La plateforme de la société civile Agir pour des Élections Transparentes et Apaisées (AETA) a appelé le président de la République, Félix Tshisekedi, à organiser des consultations nationales inclusives avant toute réforme électorale ou constitutionnelle en RDC. Cet appel a été lancé, mercredi 10 juin, par le président du conseil d’administration de cette structure, Patrick Tshibangu.
Selon l’AETA, les enjeux liés aux élections générales de 2028, à la réforme du système électoral et aux débats sur la Constitution nécessitent un large consensus entre les acteurs politiques et sociaux afin de préserver la stabilité du pays.
La plateforme recommande au chef de l’État de renforcer les efforts diplomatiques, sécuritaires et politiques pour restaurer la paix sur l’ensemble du territoire national, tout en favorisant un climat de dialogue et de cohésion nationale.
L’AETA demande également que « toute réforme constitutionnelle ou électorale soit conduite de manière transparente, inclusive et non partisane, dans le respect des principes démocratiques et de l’intérêt général. »

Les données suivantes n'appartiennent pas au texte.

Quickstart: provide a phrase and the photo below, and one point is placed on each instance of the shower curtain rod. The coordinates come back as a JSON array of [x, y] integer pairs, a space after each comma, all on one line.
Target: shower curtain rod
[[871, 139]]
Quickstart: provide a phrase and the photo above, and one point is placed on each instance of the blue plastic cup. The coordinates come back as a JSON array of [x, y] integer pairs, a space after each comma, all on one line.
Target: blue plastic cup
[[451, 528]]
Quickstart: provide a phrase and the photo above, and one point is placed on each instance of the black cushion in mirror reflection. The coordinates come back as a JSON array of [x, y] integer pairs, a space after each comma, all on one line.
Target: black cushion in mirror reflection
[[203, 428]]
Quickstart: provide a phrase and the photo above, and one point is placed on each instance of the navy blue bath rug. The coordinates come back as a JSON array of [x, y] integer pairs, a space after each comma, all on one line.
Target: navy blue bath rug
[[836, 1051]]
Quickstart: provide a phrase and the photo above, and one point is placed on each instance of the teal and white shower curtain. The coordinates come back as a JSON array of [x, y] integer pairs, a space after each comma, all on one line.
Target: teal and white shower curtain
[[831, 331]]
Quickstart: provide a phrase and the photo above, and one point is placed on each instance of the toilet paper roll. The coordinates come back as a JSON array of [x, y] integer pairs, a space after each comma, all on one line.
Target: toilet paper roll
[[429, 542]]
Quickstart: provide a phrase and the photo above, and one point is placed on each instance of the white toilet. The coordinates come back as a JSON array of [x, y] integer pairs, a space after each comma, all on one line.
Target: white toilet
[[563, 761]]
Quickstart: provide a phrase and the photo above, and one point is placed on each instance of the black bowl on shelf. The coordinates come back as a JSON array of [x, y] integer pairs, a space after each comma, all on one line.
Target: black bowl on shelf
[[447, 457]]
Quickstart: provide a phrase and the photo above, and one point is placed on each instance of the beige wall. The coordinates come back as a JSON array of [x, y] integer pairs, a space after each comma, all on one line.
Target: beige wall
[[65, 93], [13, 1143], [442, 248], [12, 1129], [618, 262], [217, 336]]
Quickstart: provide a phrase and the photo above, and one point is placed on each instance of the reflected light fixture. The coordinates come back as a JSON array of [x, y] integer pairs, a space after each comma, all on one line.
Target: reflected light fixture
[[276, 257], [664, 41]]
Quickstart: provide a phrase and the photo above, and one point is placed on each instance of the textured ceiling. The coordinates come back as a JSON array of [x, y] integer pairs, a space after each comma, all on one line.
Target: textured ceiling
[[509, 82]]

Au Parlement, l’organisation préconise un encadrement impartial des réformes institutionnelles, tandis qu’elle invite le Gouvernement à renforcer les capacités des forces de défense et à préparer les conditions nécessaires à l’organisation des élections et du recensement général de la population.
À la CENI, l’AETA recommande d’accélérer la mise en œuvre de sa feuille de route, d’améliorer la fiabilité du fichier électoral et de renforcer la confiance des citoyens dans le processus électoral.
Dans son analyse, la plateforme souligne que la RDC demeure confrontée à de nombreux défis, notamment l’insécurité persistante dans l’Est du pays, la criminalité urbaine à Kinshasa, la pauvreté et les déplacements massifs de populations.
Concernant les élections de 2028, l’AETA évoque plusieurs scénarios : le maintien du calendrier électoral malgré l’insécurité, le report des élections jusqu’au retour de la stabilité ou encore l’adoption de mécanismes permettant aux populations des zones en conflit de participer au scrutin.
Sur la question des réformes électorales, l’organisation estime que des ajustements techniques ou une réforme plus globale du système électoral pourraient être envisagés afin de corriger les faiblesses observées lors des précédents cycles électoraux.
S’agissant de la Constitution, l’AETA examine trois options : le maintien du texte actuel, une révision ciblée de certaines dispositions ou l’adoption d’une nouvelle Constitution. Elle met toutefois en garde contre les risques de tensions politiques si le processus n’est pas inclusif.
En conclusion, l’AETA estime qu’un consensus national demeure la meilleure voie pour aborder les grands défis du moment. Elle appelle ainsi à des consultations rassemblant les forces politiques et sociales du pays afin de consolider la démocratie et garantir l’organisation des élections crédibles en 2028.